Cook Time 1 hour + overnight setting
Servings 6 x 200ml glasses
1 vanilla pod, split and scraped
4 egg yolks
120g caster sugar
3 titanium-strength gelatine leaves, soaked in cold water for 5 minutes
200 ml thickened cream
100g caster sugar
600g fresh raspberries, plus extra to garnish
For the puree, combine the raspberries, sugar and 100 ml of water in a saucepan, bring to a boil and cook until the raspberries begin to break up. About 5 minutes. Place in a blender and blend until smooth. Pass through a fine sieve to remove seeds.

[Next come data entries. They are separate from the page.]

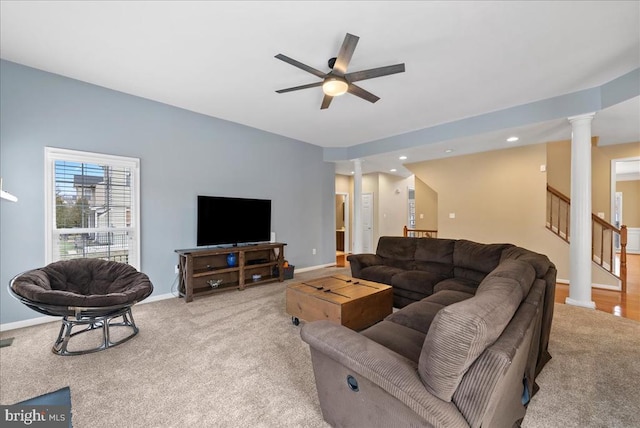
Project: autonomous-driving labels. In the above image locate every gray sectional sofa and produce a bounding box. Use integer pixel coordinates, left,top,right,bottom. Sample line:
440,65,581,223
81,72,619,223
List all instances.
301,237,556,428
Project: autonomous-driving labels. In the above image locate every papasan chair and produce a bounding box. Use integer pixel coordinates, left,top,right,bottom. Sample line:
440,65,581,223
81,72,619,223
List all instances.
9,259,153,355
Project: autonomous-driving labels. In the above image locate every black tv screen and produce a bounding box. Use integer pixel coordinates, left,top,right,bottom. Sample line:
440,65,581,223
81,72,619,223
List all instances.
196,196,271,247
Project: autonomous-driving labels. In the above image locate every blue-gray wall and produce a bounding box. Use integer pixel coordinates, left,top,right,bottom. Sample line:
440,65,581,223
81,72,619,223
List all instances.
0,60,335,324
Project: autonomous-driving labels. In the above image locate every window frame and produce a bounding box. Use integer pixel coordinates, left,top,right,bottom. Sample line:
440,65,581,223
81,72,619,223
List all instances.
44,147,141,270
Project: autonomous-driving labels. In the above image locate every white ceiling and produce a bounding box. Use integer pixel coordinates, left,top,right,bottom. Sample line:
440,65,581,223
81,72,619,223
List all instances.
0,0,640,175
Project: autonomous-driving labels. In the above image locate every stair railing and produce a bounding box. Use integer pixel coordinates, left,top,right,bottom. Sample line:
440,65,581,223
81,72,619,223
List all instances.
546,185,627,293
402,225,438,238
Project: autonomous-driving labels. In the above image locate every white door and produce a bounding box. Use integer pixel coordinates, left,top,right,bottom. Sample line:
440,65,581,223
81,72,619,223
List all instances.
362,193,375,253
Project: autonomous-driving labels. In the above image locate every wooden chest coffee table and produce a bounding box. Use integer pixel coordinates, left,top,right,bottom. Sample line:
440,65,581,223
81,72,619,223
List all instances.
286,275,393,330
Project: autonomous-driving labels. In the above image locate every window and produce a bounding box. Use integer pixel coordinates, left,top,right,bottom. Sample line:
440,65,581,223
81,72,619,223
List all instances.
45,147,140,269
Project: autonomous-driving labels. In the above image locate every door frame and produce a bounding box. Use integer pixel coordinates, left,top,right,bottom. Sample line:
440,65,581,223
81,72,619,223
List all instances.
335,192,351,254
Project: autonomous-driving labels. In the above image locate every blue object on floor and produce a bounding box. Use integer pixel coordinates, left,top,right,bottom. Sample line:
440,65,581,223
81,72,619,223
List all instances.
16,386,71,407
2,386,73,428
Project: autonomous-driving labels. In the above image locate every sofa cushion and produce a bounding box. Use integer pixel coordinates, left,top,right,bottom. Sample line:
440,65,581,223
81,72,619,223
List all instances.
385,291,473,336
360,320,425,364
418,276,522,402
433,278,480,294
415,238,456,277
360,265,405,285
453,239,513,283
391,270,446,295
376,236,417,261
477,259,536,299
500,247,551,278
424,290,474,306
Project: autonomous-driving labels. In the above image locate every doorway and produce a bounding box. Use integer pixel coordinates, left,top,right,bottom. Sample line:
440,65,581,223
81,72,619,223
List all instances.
336,192,351,266
362,193,374,253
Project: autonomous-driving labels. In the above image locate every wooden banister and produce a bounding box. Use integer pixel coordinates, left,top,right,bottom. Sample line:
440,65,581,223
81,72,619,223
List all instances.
402,225,438,238
546,185,627,293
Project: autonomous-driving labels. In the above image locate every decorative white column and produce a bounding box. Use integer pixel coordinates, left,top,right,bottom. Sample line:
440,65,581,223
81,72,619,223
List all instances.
353,159,362,254
565,113,596,309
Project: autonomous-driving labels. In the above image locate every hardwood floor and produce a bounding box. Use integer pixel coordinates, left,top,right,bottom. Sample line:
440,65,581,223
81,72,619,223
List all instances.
555,254,640,321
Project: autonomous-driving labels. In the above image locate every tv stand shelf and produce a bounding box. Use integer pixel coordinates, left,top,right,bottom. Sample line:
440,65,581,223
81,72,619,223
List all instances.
175,242,287,302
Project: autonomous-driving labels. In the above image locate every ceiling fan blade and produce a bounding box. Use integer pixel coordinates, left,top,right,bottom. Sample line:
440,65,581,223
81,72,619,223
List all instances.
333,33,360,76
344,63,404,82
320,95,333,110
275,54,327,79
276,82,323,94
347,84,380,103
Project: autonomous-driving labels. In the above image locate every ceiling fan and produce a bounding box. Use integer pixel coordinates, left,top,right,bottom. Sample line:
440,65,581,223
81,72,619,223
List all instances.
275,33,404,109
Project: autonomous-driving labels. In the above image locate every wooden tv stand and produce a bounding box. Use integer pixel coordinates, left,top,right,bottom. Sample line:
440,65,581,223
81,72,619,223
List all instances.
175,242,287,302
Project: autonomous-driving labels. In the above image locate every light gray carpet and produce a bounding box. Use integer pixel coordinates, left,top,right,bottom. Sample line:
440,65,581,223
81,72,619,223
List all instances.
0,268,640,428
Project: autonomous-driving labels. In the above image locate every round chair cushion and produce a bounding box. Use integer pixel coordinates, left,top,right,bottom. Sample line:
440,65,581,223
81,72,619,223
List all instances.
11,259,153,307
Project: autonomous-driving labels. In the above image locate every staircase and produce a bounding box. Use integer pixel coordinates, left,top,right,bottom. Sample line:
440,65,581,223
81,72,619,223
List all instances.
546,185,627,293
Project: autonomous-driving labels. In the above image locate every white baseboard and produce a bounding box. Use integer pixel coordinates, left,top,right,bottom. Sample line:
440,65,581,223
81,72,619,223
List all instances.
556,278,622,291
564,297,596,309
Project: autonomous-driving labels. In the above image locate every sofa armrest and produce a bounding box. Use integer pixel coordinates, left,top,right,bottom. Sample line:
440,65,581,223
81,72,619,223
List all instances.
347,253,382,278
300,320,468,427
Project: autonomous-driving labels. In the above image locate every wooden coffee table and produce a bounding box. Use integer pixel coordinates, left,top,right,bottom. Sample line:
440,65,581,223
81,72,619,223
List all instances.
286,275,393,330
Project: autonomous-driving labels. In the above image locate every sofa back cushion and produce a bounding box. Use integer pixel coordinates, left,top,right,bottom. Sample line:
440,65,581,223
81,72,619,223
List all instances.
376,236,418,269
414,238,456,278
453,239,513,283
501,246,554,278
418,261,534,402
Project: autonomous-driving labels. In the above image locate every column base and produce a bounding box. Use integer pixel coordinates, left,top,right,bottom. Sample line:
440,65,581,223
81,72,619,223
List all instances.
564,297,596,309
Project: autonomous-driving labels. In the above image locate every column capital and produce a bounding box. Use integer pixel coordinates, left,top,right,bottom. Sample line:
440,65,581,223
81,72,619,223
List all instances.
567,112,596,123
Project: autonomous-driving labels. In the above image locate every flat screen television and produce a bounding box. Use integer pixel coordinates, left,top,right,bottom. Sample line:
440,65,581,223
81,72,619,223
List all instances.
196,195,271,247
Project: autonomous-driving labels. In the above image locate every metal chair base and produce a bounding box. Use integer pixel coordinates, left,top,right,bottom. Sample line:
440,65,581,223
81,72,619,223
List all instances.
51,306,139,355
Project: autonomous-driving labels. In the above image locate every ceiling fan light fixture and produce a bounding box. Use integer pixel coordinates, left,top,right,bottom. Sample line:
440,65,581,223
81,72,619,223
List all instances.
322,77,349,97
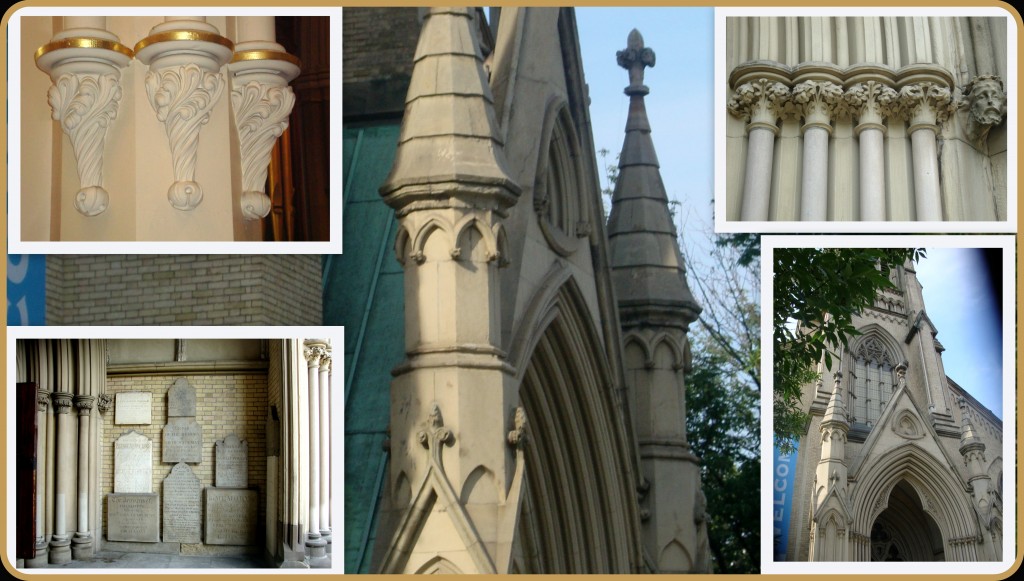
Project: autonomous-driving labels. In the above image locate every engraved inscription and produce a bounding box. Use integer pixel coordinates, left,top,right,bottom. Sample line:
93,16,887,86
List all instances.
214,433,249,488
106,493,160,543
206,487,258,545
114,430,153,492
163,418,203,462
164,463,202,543
114,391,153,425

Combine the milk and vanilla pod and seeds in a saucepan and bring just to a boil.
Whisk the egg yolks with the sugar in a bowl until pale and thick, then, stirring constantly, pour in the milk. Pour the mixture back into the pan and cook over medium heat, stirring with a wooden spoon, until thick enough to coat the back of the spoon. Squeeze the excess water out of the gelatine, add to the hot custard and mix until it has dissolved. Strain into a bowl and set aside to cool for 15 minutes then mix in the raspberry puree.
Whisk the cream to soft peaks and fold through the raspberry custard. Divide into decorative glasses and chill for 4 hours or overnight.
Serve with extra raspberries on the top.